Fragrance Sensitivity and Everyday Life

This 10-minute video on fragrance sensitivity and chemical intolerance featuring Dr. Anne Steinemann brings attention to a growing problem— one that many people dismiss, until it happens to them. More than even political differences, fragrance sensitivity divides co-workers, families, and friends.

Many physicians, particularly in allergy, psychiatry, and environmental and occupational and environmental medicine, turn a blind eye to a problem that literally is under their noses— one that adversely affects their patients, staff, family members, and even themselves.

When health care professionals use fragrances on themselves or in their medical offices, they and their staff may experience concentration or memory problems, fatigue more easily, and make more mistakes. At the same time, use of fragrances deters sensitive patients in need of their services.

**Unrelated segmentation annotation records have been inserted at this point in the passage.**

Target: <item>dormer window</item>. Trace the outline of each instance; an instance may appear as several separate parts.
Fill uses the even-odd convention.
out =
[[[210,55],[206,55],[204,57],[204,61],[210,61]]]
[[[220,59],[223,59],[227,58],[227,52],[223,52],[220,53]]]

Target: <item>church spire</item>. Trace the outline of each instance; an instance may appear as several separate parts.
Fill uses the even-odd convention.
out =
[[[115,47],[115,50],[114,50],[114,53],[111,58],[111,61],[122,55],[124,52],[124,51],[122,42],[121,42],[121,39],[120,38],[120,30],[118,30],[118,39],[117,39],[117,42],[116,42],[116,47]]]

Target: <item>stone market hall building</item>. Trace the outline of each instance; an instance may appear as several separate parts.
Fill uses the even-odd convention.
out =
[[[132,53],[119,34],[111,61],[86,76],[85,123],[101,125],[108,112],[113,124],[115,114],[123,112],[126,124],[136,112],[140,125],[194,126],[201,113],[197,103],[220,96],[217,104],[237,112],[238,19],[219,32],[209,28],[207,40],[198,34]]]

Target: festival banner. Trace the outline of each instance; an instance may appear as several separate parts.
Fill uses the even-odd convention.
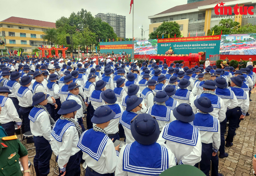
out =
[[[101,53],[110,52],[114,51],[115,54],[123,53],[123,51],[127,54],[132,53],[132,41],[114,42],[100,42],[100,49]]]
[[[209,55],[218,54],[221,36],[212,35],[158,39],[157,54],[189,54],[200,51],[206,52],[206,58]]]

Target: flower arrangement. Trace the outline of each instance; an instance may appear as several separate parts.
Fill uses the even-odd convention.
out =
[[[203,55],[203,54],[204,54],[204,53],[203,52],[203,51],[200,51],[198,52],[198,54],[200,54],[201,55]]]

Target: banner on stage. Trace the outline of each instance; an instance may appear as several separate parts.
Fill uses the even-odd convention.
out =
[[[161,38],[158,39],[157,54],[165,54],[172,50],[175,54],[186,54],[206,52],[206,58],[209,55],[218,54],[221,36]],[[171,48],[170,48],[171,47]]]

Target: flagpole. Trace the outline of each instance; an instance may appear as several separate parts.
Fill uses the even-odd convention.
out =
[[[133,14],[134,13],[134,0],[132,4],[132,59],[134,58],[134,37],[133,36]]]

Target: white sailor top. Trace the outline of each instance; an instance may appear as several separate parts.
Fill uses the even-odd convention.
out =
[[[196,128],[189,123],[177,120],[166,125],[157,142],[163,145],[166,142],[166,146],[173,153],[179,164],[194,166],[201,160],[200,133]]]
[[[122,124],[125,130],[126,144],[129,144],[135,141],[131,132],[131,121],[137,114],[131,111],[125,111],[120,119],[120,123]]]
[[[244,115],[246,115],[246,113],[249,109],[249,105],[250,104],[249,95],[242,89],[232,87],[229,87],[234,92],[237,97],[238,105],[237,106],[240,107],[242,114]]]
[[[156,117],[160,131],[166,124],[176,120],[173,116],[172,111],[163,105],[154,105],[148,108],[146,113]]]
[[[212,105],[213,107],[213,111],[209,114],[213,117],[217,118],[219,121],[220,122],[222,122],[225,120],[226,118],[226,112],[227,109],[225,107],[224,101],[222,99],[217,95],[206,93],[197,95],[195,97],[195,98],[196,99],[197,99],[202,97],[206,97],[211,100]],[[197,108],[195,106],[194,101],[191,103],[190,106],[194,113],[196,114]]]
[[[195,119],[190,124],[199,130],[201,142],[205,144],[212,143],[213,149],[217,153],[221,145],[219,121],[208,113],[198,112],[195,116]]]
[[[31,110],[28,118],[32,134],[35,136],[43,136],[50,142],[52,127],[46,111],[42,108],[34,107]]]
[[[217,87],[215,92],[217,96],[223,100],[226,109],[231,109],[238,106],[238,102],[237,97],[231,90],[227,88]]]
[[[22,120],[19,118],[18,113],[11,98],[0,95],[0,106],[2,107],[0,113],[0,123],[4,124],[14,121],[17,125],[21,125]]]
[[[87,166],[100,174],[113,173],[119,153],[113,142],[105,133],[93,129],[82,134],[77,147],[83,151],[83,159]]]
[[[65,172],[66,168],[63,166],[68,163],[70,157],[80,150],[77,147],[78,133],[74,123],[59,119],[54,124],[51,134],[52,149],[58,156],[58,165],[60,170]]]
[[[135,141],[124,146],[120,155],[116,176],[158,175],[176,165],[171,150],[155,142],[144,145]]]

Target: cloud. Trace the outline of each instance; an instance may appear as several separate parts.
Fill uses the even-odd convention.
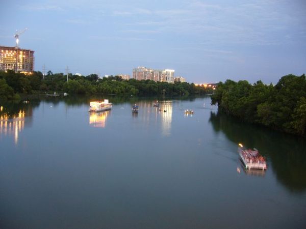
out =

Hospitals, medical offices, patient areas, imaging facilities, and therapy rooms, all need to be fragrance-free.

In our book Chemical Exposures: Low Levels and High Stakes, Nicholas Ashford, PhD, JD, of MIT and I described Toxicant-Induced Loss of Tolerance or TILT. Chicago allergist Theron Randolph first noted these intolerances just after World War II. His patients reported symptoms triggered by fragrances, train exhaust, and various synthetic organic chemicals, their derivatives, and combustion products. He called it “the Petrochemical Problem” or “chemical susceptibility.” Whether one uses one of these names, or “multiple chemical sensitivity” (MCS), the pattern remains the same. Industry representatives attending a WHO workshop in Berlin, attempted to relabel this problem as “Idiopathic Environmental Intolerance” (IEI). As opposed to the name TILT, which encourages us to identify the initiating exposure events that can lead to intolerances, IEI is cited in courtrooms and disability hearings to imply a lack of knowledge or evidence. Idiopathic in most of medicine means “of unknown cause or etiology.” However, there is ample evidence that exposures underlie this illness.

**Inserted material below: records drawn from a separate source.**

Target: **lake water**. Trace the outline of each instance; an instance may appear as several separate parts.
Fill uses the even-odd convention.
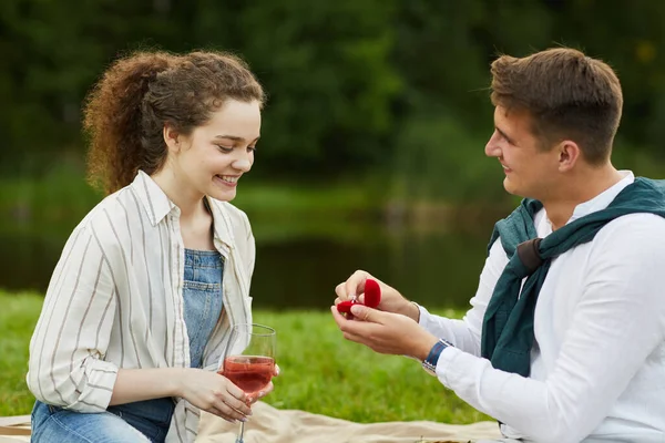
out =
[[[380,222],[339,222],[330,229],[301,233],[291,226],[287,236],[274,235],[284,229],[269,220],[253,220],[253,226],[257,240],[254,307],[320,310],[332,303],[335,286],[356,269],[370,271],[424,306],[468,307],[492,223],[477,233],[450,227],[422,233]],[[65,240],[66,234],[37,237],[0,231],[0,288],[45,291]]]

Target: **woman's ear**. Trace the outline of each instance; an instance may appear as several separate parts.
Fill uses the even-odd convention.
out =
[[[570,140],[561,142],[559,146],[556,146],[556,150],[559,151],[559,171],[562,173],[569,172],[575,167],[582,155],[580,146]]]
[[[181,136],[178,132],[168,123],[164,124],[164,143],[168,151],[178,152],[181,148]]]

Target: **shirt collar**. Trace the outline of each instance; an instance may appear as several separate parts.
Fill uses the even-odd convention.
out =
[[[139,200],[143,204],[147,218],[153,226],[156,226],[171,213],[176,217],[180,217],[180,208],[177,205],[175,205],[155,181],[143,171],[139,171],[131,187],[136,192]],[[207,199],[208,208],[213,214],[213,237],[214,240],[221,243],[217,247],[221,247],[224,250],[226,250],[226,248],[233,248],[233,228],[227,214],[222,210],[219,202],[207,196],[204,198]]]
[[[139,200],[143,204],[147,218],[153,226],[162,222],[172,210],[180,215],[180,208],[171,202],[155,181],[143,171],[139,171],[131,187],[139,196]]]
[[[620,174],[623,175],[623,178],[618,183],[603,190],[592,199],[575,206],[573,215],[567,220],[566,225],[576,220],[577,218],[584,217],[585,215],[595,213],[596,210],[605,209],[607,206],[610,206],[612,200],[616,198],[618,193],[635,182],[635,175],[631,171],[620,171]]]

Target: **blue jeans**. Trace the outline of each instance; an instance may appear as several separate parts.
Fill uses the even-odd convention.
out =
[[[185,249],[184,317],[192,368],[202,367],[205,346],[222,312],[223,267],[217,251]],[[174,408],[173,400],[164,398],[109,406],[105,412],[81,413],[37,401],[31,441],[162,443]]]
[[[171,399],[167,400],[173,404]],[[164,426],[146,426],[144,418],[136,420],[121,410],[111,410],[98,413],[81,413],[66,409],[51,406],[40,401],[32,409],[32,437],[31,442],[43,443],[126,443],[126,442],[163,442],[168,432],[168,424],[173,408],[155,408],[153,401],[123,404],[131,406],[141,405],[141,413],[152,419],[161,420]]]

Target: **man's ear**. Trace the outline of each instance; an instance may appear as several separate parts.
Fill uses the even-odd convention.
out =
[[[559,171],[562,173],[571,171],[582,157],[580,146],[570,140],[564,140],[555,147],[559,152]]]
[[[178,132],[172,125],[165,123],[163,135],[164,143],[166,143],[166,147],[168,148],[168,151],[178,152],[182,145]]]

Diagnosing TILT is simply a matter of doctors’ acknowledging this new two-step illness pattern, currently observed worldwide: (1) Initiation by an exposure event (or repeated low level exposures) followed by (2) Triggering of multi-system symptoms by everyday exposures that never bothered the person before and don’t bother most people.

TILT can happen to anyone with sufficient exposure, and result in lifelong, disabling illness. Diverse chemicals, pesticides, solvents, diesel exhaust, and myriad indoor air contaminants outgassing from new construction or remodeling materials can initiate TILT. Although some people and families are more susceptible, overall the numbers appear to have grown in industrialized nations.

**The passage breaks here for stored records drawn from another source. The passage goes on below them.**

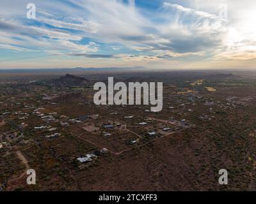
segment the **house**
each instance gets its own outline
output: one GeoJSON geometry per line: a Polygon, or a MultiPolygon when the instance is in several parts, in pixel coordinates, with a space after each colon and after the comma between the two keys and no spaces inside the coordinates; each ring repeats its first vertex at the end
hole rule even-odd
{"type": "Polygon", "coordinates": [[[106,149],[106,148],[103,148],[101,150],[100,150],[100,153],[102,154],[107,154],[108,152],[108,149],[106,149]]]}
{"type": "Polygon", "coordinates": [[[139,124],[140,124],[140,125],[141,125],[141,126],[145,126],[145,125],[147,125],[147,122],[140,122],[140,123],[139,123],[139,124]]]}
{"type": "Polygon", "coordinates": [[[69,126],[69,124],[68,124],[68,122],[60,122],[60,125],[61,125],[62,127],[67,127],[67,126],[69,126]]]}
{"type": "Polygon", "coordinates": [[[108,128],[113,128],[114,126],[113,125],[104,125],[104,126],[103,126],[103,127],[107,128],[107,129],[108,129],[108,128]]]}
{"type": "Polygon", "coordinates": [[[164,131],[169,131],[169,130],[171,130],[171,128],[164,128],[164,129],[163,129],[163,130],[164,131]]]}
{"type": "Polygon", "coordinates": [[[125,119],[132,119],[132,118],[133,118],[133,115],[132,115],[132,116],[125,116],[124,117],[125,119]]]}
{"type": "Polygon", "coordinates": [[[154,135],[156,135],[156,132],[150,132],[150,133],[148,133],[148,134],[150,136],[154,136],[154,135]]]}
{"type": "Polygon", "coordinates": [[[84,115],[84,116],[80,117],[79,117],[79,120],[86,120],[89,118],[90,118],[89,115],[84,115]]]}
{"type": "Polygon", "coordinates": [[[94,159],[97,158],[97,156],[94,154],[87,154],[84,157],[78,157],[77,160],[81,163],[88,163],[92,161],[94,159]]]}
{"type": "Polygon", "coordinates": [[[56,136],[59,136],[61,135],[61,134],[60,134],[60,133],[54,133],[53,135],[47,135],[47,136],[45,136],[45,138],[54,138],[54,137],[56,137],[56,136]]]}
{"type": "Polygon", "coordinates": [[[48,131],[49,131],[49,132],[52,132],[52,131],[55,131],[55,130],[56,130],[56,129],[57,129],[57,128],[52,127],[52,128],[51,128],[51,129],[48,129],[48,131]]]}
{"type": "Polygon", "coordinates": [[[45,129],[46,127],[47,127],[42,126],[40,127],[35,127],[34,129],[45,129]]]}

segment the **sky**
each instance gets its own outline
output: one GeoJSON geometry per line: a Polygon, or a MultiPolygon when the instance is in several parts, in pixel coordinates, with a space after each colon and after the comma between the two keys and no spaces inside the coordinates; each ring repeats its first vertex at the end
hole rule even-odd
{"type": "Polygon", "coordinates": [[[252,0],[0,0],[0,69],[254,68],[252,0]],[[27,17],[27,4],[36,18],[27,17]]]}

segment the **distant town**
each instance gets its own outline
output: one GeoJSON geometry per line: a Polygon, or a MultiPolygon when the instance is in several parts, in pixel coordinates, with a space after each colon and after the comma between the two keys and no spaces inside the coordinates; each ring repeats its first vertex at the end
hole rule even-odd
{"type": "Polygon", "coordinates": [[[1,191],[254,188],[254,73],[8,75],[0,78],[1,191]],[[109,76],[163,82],[163,110],[95,105],[93,84],[109,76]],[[218,182],[223,168],[227,186],[218,182]],[[29,169],[36,185],[26,184],[29,169]]]}

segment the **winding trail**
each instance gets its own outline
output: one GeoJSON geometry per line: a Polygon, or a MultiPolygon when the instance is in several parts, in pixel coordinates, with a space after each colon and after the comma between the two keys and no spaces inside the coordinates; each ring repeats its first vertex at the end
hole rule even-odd
{"type": "Polygon", "coordinates": [[[28,164],[28,161],[27,159],[26,159],[24,156],[22,154],[22,153],[21,153],[20,151],[17,151],[15,152],[15,153],[19,159],[20,159],[21,162],[25,165],[26,170],[19,175],[19,177],[11,178],[8,181],[8,185],[7,185],[8,191],[12,190],[13,187],[15,186],[16,184],[18,183],[18,182],[27,174],[27,171],[29,169],[29,165],[28,164]]]}

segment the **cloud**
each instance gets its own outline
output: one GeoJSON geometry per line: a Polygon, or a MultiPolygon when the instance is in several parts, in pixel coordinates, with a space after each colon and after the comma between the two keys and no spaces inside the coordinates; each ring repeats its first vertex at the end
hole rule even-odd
{"type": "Polygon", "coordinates": [[[36,51],[81,63],[95,59],[97,64],[99,59],[164,66],[172,61],[177,66],[189,64],[191,58],[198,63],[255,59],[256,3],[244,0],[241,6],[238,0],[177,2],[156,1],[154,9],[134,0],[34,0],[36,19],[28,20],[26,1],[4,1],[0,52],[36,51]],[[220,15],[223,3],[227,19],[220,15]]]}

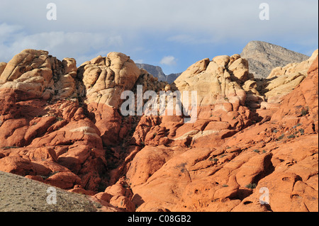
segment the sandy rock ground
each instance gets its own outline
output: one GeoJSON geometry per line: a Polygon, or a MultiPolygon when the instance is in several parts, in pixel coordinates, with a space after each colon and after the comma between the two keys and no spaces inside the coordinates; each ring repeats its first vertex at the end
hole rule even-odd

Preventing initiation, early recognition, and rapid intervention are paramount. Prevention starts with educating health professionals and eliminating exposures in hospitals and medical facilities.

We have developed a questionnaire called the Quick Environmental Exposure and Sensitivity Inventory, or QEESI, to aid practitioners in taking an exposure history. This tool is designed to help epidemiologists, patients, and health providers determine who is at increased risk, or having worsening chemical, food and drug reactions.